Posts tagged AI

New Research by MIT Uncovers the Behavioral and Network Features for “Follow Back” on Twitter

 

Interesting insights and exploration from Dylan Walsh, who tells the tale of Taumid Zaman, MIT professor, who tries to tries to get a follow from Taylor Swift and ends up with a new tool for information warfare. To influence someone on social media, first you need them to follow you. New research uncovers the behavioral and network features that make that happen.

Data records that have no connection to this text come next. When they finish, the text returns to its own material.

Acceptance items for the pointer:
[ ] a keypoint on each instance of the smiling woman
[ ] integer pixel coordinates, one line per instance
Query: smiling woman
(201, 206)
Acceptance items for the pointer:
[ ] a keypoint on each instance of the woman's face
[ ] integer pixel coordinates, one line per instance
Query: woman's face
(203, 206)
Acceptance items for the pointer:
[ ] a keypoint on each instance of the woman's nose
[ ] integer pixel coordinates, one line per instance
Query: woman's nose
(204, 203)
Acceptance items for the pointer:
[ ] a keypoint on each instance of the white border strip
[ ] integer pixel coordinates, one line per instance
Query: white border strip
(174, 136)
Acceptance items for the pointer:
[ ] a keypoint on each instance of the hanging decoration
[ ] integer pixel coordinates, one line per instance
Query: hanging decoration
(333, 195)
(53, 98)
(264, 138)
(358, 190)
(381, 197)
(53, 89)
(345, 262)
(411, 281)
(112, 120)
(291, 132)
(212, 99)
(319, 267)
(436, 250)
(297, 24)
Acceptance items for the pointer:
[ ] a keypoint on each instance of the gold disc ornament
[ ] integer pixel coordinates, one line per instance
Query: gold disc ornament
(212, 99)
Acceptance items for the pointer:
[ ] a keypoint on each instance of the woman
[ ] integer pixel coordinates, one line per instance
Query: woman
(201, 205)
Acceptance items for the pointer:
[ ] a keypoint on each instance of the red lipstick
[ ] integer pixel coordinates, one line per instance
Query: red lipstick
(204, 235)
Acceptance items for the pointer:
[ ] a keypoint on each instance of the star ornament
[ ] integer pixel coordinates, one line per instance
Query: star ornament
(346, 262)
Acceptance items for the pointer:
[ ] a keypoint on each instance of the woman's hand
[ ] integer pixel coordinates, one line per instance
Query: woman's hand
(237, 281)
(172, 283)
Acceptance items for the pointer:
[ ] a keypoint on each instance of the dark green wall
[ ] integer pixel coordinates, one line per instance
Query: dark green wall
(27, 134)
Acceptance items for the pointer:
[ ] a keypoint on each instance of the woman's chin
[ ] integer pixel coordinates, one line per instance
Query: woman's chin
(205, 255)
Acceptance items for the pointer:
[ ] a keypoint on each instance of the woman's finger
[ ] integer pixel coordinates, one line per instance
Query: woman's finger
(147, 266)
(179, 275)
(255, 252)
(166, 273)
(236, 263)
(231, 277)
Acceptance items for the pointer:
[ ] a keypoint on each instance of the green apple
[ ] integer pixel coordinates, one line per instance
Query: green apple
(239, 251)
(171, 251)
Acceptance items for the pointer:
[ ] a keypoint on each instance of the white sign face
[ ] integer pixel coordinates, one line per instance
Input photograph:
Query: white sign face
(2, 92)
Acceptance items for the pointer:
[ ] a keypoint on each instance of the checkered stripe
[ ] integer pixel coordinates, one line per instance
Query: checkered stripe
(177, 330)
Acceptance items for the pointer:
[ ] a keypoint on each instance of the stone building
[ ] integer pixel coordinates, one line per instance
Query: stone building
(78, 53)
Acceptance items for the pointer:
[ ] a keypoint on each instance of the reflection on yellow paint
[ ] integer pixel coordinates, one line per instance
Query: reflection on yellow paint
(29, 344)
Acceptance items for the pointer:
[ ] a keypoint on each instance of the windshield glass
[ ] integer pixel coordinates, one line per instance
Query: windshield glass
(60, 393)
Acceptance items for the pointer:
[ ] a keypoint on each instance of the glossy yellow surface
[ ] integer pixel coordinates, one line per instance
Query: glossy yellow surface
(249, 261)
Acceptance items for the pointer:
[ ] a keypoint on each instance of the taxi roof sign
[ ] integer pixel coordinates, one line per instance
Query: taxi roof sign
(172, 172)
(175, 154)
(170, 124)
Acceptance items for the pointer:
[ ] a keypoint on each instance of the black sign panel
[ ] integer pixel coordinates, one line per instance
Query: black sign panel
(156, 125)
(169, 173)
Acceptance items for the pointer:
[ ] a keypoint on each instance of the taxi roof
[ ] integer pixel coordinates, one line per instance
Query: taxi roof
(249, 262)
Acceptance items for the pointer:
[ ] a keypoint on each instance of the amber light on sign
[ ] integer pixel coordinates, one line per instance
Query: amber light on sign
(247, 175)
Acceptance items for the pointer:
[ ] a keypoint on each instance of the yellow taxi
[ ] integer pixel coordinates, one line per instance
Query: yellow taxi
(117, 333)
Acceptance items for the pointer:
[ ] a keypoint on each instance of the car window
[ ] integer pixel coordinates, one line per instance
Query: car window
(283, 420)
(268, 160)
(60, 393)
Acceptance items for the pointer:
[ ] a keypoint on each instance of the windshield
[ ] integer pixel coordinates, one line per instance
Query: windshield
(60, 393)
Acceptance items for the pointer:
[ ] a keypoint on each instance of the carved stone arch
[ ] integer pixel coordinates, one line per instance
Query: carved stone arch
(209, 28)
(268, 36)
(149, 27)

Reference: http://mitsloan.mit.edu/newsroom/articles/solving-twitters-follow-back-problem/?utm_source=mitsloantwitter&utm_medium=social&utm_campaign=followback

It was 2014. Taylor Swift had recently released her single “Shake It Off.” She was now a certifiable pop star and Tauhid Zaman, associate professor of operations at MIT Sloan, wondered if he could get her to follow him on Twitter. Swift had about 60 million followers; he had fewer than 1,000. She represented a global empire; he was an academic. A long shot, yes, but these odds were precisely what motivated the question. “I wanted to know what makes people follow you back,” Zaman said. “Celebrities have a wall around them, but their weaknesses on social media are the people they follow.”

Could he somehow use a celebrity’s friends on Twitter — Swift’s hair stylist or sound engineer — to open the gates to her inner circle? He dubbed this the “follow-back problem,” and he solved it with his students at MIT. The first step of this process was to understand the underlying dynamics of follows on Twitter. For instance, what kinds of Twitter interactions matter the most when trying to get followers? And do overlapping social networks actually help build connections? If they do, then to what degree do they help?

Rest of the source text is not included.